Z Wojciechem Wierzejskim, kandydatem do Parlamentu Europejskiego z listy Libertas w Krakowie (nr 1) rozmawia Adam Wielomski. Tematem rozmowy jest min. problem umiejscowienia polskich narodowców w partii paneuropejskiej, jak i – co wzbudzało ostatnio wiele kontrowersji – udział Lecha Wałęsy na zjeździe Libertas w Rzymie.
Jak Pan – narodowiec – czuje się w partii prounijnej jaką jest Libertas?
- LIBERTAS jest proeuropejska, bo nie neguje wielkiej idei jedności Europy, ale jednocześnie jest bardzo krytyczna wobec instytucji unijnych, biurokratyzacji, dyktatu brukselskich urzędników (vide: sprawa polskich stoczni), sprzeciwia się eurokonstytucji i dalszej politycznej integracji Unii. Europa zjednoczona tak. Dyktat Brukseli, etatyzm, socjalizm, eurotraktat – nie. Takie stanowisko jest w pełni zgodne z moimi przekonaniami narodowym, klarowne i łatwe do obrony.

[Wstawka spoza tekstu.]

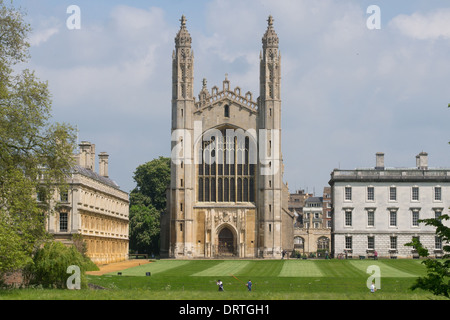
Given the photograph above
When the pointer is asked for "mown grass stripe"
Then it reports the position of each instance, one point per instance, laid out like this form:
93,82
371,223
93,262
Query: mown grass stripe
225,268
386,270
298,268
153,267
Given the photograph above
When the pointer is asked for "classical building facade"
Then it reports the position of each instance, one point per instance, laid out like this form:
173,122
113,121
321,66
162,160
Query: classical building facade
93,207
378,209
227,196
311,232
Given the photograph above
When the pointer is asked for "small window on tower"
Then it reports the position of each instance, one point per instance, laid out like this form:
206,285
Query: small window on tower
227,111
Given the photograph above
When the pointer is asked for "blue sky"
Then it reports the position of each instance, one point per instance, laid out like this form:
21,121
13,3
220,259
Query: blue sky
347,91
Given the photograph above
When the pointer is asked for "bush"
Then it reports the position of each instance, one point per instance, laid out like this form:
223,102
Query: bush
50,263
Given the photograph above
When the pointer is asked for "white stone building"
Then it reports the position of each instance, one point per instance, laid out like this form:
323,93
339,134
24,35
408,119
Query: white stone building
93,207
378,209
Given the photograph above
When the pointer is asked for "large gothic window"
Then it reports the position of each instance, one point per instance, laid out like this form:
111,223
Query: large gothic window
226,173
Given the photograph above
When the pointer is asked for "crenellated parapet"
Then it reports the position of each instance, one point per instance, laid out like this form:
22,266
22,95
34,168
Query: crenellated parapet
208,99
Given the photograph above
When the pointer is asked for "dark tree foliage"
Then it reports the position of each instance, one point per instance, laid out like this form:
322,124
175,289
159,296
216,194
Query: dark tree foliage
437,279
147,202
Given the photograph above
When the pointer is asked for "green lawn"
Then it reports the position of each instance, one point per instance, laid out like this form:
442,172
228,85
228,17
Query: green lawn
272,280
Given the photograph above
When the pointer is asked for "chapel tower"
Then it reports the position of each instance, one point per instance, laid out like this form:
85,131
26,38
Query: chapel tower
226,197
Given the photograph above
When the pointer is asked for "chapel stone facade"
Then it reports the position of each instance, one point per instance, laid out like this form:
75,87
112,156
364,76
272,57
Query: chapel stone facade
227,197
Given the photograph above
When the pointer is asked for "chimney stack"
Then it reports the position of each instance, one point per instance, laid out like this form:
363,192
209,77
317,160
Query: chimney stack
87,155
380,161
422,161
103,164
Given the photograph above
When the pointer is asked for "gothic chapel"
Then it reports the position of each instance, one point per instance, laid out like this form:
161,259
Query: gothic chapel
227,197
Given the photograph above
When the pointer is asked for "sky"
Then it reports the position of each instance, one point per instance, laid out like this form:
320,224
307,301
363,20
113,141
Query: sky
354,81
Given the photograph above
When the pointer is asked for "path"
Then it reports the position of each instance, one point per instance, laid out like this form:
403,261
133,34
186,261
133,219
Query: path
112,267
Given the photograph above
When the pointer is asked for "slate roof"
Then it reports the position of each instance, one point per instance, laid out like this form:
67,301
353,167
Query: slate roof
93,175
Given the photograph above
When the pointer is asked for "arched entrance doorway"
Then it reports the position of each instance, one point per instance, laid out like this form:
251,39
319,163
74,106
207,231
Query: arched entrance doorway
226,242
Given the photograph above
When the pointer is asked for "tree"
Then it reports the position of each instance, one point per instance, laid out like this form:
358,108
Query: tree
50,263
152,180
35,155
437,279
144,229
147,202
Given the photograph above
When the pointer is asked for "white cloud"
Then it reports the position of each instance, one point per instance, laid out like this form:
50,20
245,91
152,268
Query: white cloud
42,36
430,26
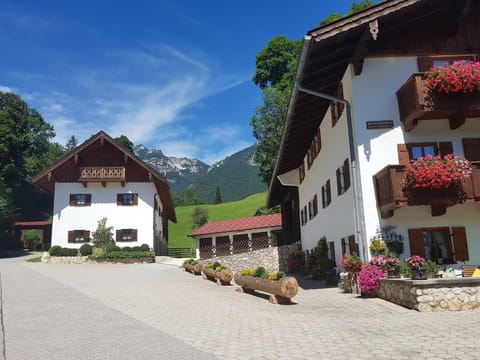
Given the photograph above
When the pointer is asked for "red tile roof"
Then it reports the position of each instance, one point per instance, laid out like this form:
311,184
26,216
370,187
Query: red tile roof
33,223
254,222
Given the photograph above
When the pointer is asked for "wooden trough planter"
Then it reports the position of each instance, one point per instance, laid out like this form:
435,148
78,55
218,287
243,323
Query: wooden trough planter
194,269
223,277
281,291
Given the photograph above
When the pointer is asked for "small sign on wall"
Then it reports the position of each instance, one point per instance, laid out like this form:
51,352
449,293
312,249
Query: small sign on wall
380,124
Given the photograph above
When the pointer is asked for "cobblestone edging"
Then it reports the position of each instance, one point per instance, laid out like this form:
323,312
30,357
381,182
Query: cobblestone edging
272,259
432,294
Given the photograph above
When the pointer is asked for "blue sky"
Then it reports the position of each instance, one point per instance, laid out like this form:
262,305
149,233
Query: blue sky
172,75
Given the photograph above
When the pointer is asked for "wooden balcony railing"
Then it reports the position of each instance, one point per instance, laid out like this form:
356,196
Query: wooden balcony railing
389,193
417,102
102,174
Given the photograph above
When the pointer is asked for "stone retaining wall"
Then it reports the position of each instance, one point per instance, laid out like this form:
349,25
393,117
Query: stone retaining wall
432,294
272,259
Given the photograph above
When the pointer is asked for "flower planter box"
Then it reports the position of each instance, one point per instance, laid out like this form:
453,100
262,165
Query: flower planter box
223,277
282,290
194,269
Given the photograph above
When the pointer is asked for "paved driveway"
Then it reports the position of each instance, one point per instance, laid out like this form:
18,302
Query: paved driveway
157,311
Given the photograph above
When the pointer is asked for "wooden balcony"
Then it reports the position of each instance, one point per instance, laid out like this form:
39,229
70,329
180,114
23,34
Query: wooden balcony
389,193
102,174
417,102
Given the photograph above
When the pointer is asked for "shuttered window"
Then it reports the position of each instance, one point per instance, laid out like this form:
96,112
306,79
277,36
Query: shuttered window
460,246
352,245
127,199
471,149
80,199
126,235
337,108
332,250
78,236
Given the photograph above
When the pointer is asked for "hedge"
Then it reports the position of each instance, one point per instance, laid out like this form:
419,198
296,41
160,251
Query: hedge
123,255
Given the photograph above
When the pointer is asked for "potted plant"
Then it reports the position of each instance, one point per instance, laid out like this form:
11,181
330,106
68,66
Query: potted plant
433,179
390,265
459,77
351,265
417,267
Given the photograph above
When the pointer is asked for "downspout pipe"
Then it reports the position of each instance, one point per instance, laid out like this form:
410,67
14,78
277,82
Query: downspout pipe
358,213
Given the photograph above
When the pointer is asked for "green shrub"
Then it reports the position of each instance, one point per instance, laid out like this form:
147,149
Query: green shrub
123,255
55,250
86,249
110,247
261,272
68,252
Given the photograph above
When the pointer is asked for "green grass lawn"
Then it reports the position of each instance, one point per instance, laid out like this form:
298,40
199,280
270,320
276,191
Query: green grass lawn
178,232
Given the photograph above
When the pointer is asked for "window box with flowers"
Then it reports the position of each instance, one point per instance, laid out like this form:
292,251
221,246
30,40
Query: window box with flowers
432,180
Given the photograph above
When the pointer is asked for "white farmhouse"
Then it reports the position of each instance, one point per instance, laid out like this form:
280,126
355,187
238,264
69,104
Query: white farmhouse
360,111
101,179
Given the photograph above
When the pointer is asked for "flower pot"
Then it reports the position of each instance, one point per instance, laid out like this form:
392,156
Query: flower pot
393,273
419,274
441,197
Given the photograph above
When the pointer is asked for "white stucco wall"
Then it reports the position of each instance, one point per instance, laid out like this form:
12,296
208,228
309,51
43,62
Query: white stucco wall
336,221
374,98
104,204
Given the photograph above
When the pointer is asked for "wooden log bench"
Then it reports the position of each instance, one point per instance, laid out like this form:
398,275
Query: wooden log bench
281,291
468,270
195,269
223,277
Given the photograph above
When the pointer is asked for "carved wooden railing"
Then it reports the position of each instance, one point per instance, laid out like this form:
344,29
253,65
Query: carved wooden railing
389,194
417,102
102,173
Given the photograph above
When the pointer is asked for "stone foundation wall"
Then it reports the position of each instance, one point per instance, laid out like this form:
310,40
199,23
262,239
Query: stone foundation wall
272,259
433,294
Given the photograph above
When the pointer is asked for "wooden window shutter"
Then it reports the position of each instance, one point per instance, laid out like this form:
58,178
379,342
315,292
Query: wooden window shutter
403,156
319,141
339,181
332,250
346,174
329,193
417,246
324,197
445,148
471,149
424,64
459,237
340,95
351,244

Libertas domaga się tzw. demokratyzacji Unii Europejskiej. Czy nie należy tego traktować jako zamaskowanego eurosceptycyzmu? Przecież oligarchia unijna za żadne skarby nie dopuści do żadnej demokratyzacji. Czy żądać demokratyzacji UE to nie to samo co domagać się jej likwidacji?

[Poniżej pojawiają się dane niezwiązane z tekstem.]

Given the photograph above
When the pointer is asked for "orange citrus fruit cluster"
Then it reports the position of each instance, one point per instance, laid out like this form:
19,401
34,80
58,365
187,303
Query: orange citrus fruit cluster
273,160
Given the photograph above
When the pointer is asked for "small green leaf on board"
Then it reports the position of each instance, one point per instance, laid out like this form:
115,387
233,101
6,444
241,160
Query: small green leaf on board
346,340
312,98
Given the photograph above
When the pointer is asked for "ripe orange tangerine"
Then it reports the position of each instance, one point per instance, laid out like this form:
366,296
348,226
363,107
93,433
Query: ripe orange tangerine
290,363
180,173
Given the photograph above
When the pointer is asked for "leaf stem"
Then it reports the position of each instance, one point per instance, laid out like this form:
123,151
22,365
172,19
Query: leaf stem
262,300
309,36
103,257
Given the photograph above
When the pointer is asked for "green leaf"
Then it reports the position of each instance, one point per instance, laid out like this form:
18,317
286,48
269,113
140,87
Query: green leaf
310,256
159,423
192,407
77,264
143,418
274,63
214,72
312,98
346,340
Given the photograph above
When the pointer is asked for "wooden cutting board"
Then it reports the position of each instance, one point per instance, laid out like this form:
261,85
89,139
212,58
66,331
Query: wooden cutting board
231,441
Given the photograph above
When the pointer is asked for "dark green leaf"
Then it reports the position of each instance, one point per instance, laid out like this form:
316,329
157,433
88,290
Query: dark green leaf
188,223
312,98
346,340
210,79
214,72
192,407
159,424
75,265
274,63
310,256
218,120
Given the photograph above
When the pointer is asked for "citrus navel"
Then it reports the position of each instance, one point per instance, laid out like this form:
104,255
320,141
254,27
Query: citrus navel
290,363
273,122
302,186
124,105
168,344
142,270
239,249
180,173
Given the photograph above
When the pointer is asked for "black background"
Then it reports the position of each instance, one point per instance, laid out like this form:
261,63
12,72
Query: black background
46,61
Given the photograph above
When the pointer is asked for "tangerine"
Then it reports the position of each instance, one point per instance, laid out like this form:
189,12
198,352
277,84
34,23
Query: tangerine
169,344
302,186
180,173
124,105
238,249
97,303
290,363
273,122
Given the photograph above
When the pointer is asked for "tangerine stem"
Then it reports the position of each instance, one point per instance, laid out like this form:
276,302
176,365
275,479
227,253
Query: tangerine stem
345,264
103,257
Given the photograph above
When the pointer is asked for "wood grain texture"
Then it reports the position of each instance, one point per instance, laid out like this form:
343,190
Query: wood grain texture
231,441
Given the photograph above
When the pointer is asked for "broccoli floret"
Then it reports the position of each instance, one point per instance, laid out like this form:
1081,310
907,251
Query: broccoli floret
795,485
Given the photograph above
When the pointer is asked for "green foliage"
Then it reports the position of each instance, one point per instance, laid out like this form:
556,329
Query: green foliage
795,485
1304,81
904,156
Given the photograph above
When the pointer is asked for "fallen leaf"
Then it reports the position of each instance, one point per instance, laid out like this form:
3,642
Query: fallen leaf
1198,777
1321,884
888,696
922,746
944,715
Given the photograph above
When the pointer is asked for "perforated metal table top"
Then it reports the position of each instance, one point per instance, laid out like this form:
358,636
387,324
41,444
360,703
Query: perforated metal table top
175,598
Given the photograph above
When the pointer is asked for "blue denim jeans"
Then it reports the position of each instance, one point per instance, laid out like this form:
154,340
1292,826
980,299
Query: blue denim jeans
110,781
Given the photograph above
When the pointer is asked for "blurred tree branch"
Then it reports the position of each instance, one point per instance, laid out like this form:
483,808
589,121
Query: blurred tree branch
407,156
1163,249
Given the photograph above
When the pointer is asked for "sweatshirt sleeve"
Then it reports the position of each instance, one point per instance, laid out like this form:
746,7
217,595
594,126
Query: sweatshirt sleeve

- Dziś większość prawa obowiązującego w Polsce jest kreowane w Brukseli przez anonimowych „urzędników”, ludzi przed nikim nie odpowiadających, za to suto opłacanych i realizujących interesy najsilniejszych. Czy to jest demokracja? Jeśli już mamy żyć razem w Europie i tworzyć wspólne struktury, to niechże będą one przejrzyste, odpowiedzialne przed opinią publiczną, pochodzące z wolnych wyborów, słowem – mające legitymizację narodów Europy, nie zaś masonerii, partii socjalistycznych, czy lobbystów. Albo będziemy mieli więcej wpływu, jako Polacy, jako Naród w Unii, albo po co nam się tam szarpać. Proszę zauważyć, że wykorzystaliśmy w naszym programie pojęcia z ich, tzn. eurofanatyków repertuaru, tj. wolność, demokracja, przejrzystość, partycypacja. Tyle że przywracamy im pierwotny sens. Oni je pzez dziesięciolecia fałszowali. Dlatego dziś są tacy wściekli.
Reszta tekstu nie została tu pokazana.